For those keeping score, this means Estonia is kicking America’s derriere.

But Kyle is even more impressed by other features of the Estonian system.

…that it is not the best part of the Estonian tax code. The best part of the Estonian tax code has more to do with its tax base (what it taxes) rather than how fast people can pay their taxes. Specifically, the Estonian tax code has a fully-integrated individual and corporate income tax. This means that corporate income is taxed only once either at the entity level or at the individual level.

And this means Estonia’s flat tax is far better for growth than America’s system, which suffers from pervasive and destructive double taxation.

In total, the tax rate on corporate income is 20 percent in Estonia. Compare this to the integrated tax rate on corporate profits of 56 percent in the United States. Even more, this tax system provides de facto full expensing for capital investments because the corporate tax is only levied on the cash distributed to shareholders, which is also a significant boon to investment and economic growth.

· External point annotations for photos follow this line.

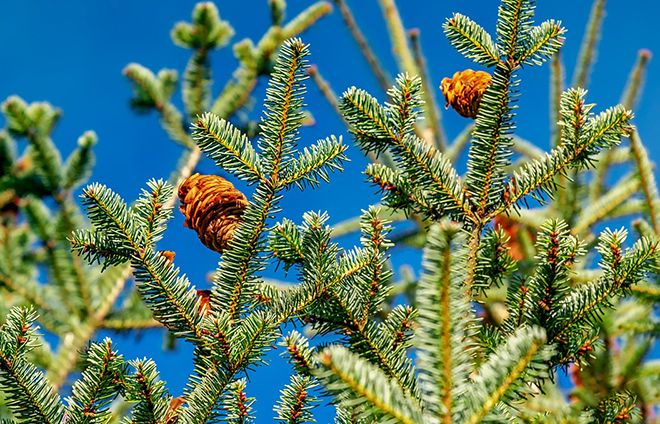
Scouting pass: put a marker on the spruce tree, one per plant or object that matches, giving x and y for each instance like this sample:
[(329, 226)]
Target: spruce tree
[(514, 287)]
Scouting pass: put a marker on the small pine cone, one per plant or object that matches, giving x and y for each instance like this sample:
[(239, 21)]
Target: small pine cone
[(464, 90), (212, 207)]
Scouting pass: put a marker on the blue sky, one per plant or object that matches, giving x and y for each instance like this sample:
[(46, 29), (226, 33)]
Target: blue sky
[(72, 53)]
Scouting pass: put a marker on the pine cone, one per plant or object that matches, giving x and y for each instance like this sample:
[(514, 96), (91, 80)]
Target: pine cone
[(464, 90), (212, 207)]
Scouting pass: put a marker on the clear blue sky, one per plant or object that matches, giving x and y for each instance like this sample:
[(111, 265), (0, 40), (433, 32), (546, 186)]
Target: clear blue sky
[(72, 53)]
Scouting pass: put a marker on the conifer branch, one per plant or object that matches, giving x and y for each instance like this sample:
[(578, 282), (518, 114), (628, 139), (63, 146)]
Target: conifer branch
[(30, 396), (471, 40), (228, 147), (583, 136), (363, 44), (646, 179), (365, 386), (444, 324), (147, 392), (431, 111), (100, 383), (498, 379), (604, 206), (589, 44), (296, 402)]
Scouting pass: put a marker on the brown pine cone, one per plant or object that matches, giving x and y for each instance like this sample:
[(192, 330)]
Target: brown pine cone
[(212, 207), (464, 90)]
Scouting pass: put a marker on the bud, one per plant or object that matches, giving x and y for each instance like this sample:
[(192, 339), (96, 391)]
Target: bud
[(168, 254), (204, 297), (212, 207), (464, 90)]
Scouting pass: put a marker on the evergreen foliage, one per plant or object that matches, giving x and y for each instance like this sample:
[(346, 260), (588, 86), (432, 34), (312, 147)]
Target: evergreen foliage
[(507, 297)]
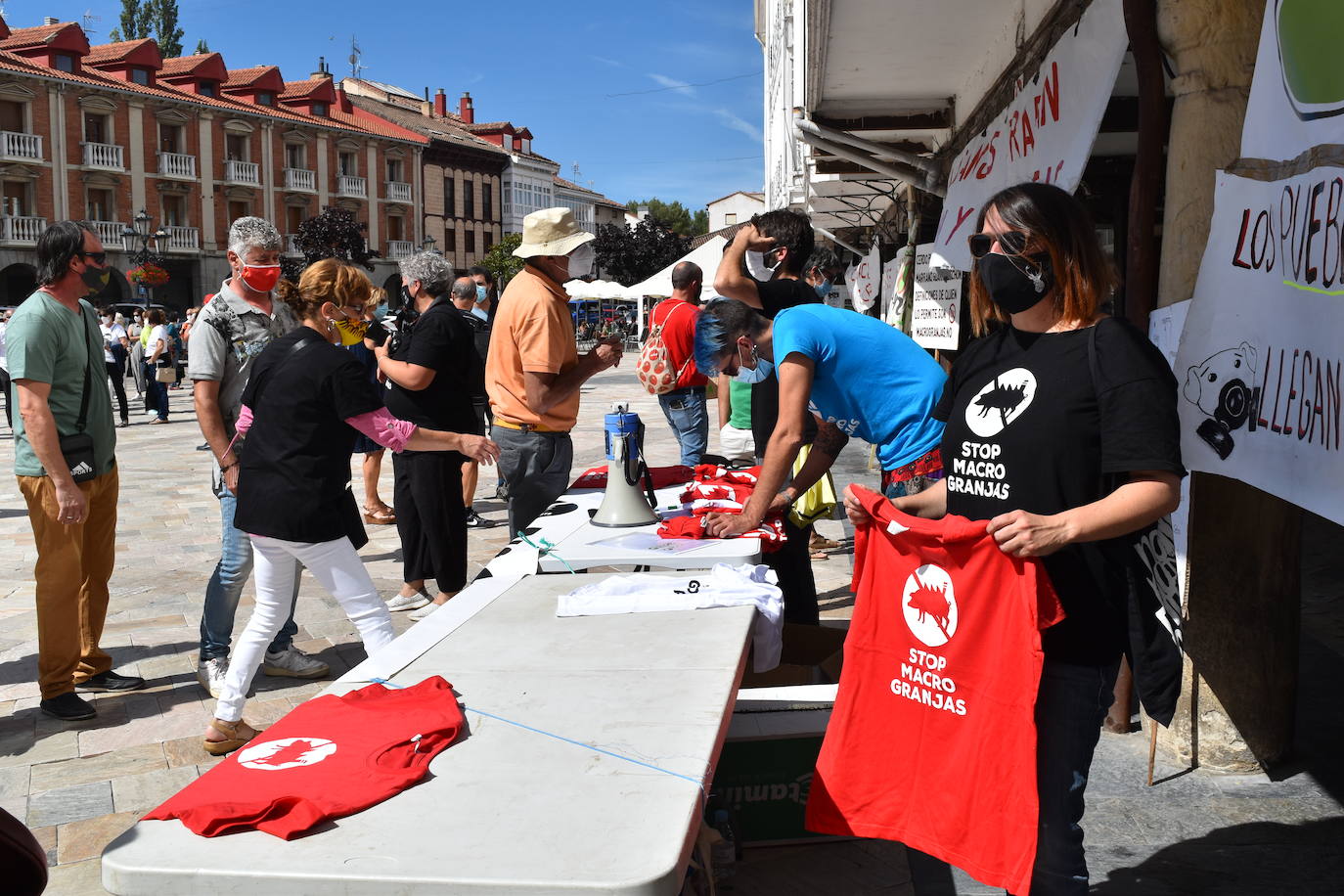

Wow. No double taxation and expensing of business investment.

There is a lot to admire about Estonia’s sensible approach to business taxation.

Particularly when compared to America’s masochistic corporate income tax, which ranks below even the Greek, Italian, and Mexican systems.

Having the world’s highest statutory corporate tax rate is part of the problem. But as Kyle pointed out, the problem is actually far worse when you calculate how the internal revenue code imposes extra layers of tax on business income.

That’s why, at a recent tax reform event at the Heritage Foundation, I tried to emphasize why it’s economically misguided to have a tax bias against saving and investment.

The bottom line is that high taxes on capital ultimately lead to lower wages for workers.